A number of factors have contributed to these impressive totals, including: the increase in the total number of bunches to 1380 during the first part of the year, the high bunch intensity and small beam sizes delivered by the LHC injectors, and the very good aperture in the regions around ATLAS and CMS which have allowed a squeeze to beta* = 1 m. Despite some persistent issues, overall availability has been acceptable. About 25% of the programmed physics time was spent with stable beams - not bad at this stage in the LHC’s career given its complexity and the operation with high intensity beams.
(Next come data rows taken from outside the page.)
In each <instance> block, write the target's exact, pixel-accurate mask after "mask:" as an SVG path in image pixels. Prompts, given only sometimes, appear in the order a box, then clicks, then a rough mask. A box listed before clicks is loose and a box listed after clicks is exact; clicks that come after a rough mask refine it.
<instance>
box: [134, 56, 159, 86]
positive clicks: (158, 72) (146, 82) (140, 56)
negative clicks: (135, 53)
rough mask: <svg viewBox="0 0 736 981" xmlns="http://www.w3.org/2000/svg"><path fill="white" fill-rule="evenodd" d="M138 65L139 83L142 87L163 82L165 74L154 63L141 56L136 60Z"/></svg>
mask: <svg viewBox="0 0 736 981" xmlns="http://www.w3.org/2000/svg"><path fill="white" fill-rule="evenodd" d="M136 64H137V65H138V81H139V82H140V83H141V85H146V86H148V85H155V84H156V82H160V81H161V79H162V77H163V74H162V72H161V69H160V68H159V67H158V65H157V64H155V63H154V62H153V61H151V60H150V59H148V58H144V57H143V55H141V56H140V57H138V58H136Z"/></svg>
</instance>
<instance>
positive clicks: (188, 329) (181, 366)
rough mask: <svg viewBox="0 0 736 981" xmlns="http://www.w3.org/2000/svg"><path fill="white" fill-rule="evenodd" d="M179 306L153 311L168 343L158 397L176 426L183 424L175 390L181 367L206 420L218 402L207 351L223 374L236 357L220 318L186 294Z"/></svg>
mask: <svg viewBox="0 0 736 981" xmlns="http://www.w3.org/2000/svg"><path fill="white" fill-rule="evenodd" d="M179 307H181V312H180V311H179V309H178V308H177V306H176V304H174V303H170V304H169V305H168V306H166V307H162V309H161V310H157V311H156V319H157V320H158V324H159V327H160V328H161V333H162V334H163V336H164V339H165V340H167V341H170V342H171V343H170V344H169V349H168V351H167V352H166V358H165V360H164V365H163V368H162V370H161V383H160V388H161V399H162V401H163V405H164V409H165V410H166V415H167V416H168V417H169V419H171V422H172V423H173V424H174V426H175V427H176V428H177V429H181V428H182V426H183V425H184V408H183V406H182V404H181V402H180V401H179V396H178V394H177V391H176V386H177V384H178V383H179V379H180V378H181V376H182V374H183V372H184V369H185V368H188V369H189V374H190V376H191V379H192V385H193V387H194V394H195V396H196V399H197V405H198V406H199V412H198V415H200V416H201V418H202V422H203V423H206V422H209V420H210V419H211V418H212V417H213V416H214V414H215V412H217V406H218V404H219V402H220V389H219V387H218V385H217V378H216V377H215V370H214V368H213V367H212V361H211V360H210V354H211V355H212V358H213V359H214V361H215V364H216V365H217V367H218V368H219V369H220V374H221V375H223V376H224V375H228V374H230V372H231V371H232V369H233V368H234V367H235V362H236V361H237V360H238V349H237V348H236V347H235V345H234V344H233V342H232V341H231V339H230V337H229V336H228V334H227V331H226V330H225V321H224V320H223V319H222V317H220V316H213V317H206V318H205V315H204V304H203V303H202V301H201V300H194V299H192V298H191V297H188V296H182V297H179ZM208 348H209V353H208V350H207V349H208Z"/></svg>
Over the last two weeks, the luminosity delivery has been a bit fractured, with timeouts for tests with 25 ns beam, and with a high number of events per bunch crossing. The squeeze to 1 m in ALICE was also commissioned in preparation for the forthcoming lead ion run.

As of last Sunday, the LHC has been in machine development. An early high point was the cohabitation of protons and lead ions in the LHC - low intensity beams of protons (clockwise) and lead ions (anti-clockwise) were successfully injected and ramped together. A test of proton-lead collisions will be attempted for the first time in a couple of weeks. This coming weekend (5/6 November) set-up begins for the lead ion run. There is then a five-day technical stop starting on the Monday 7 November, followed by the 4-week ion run.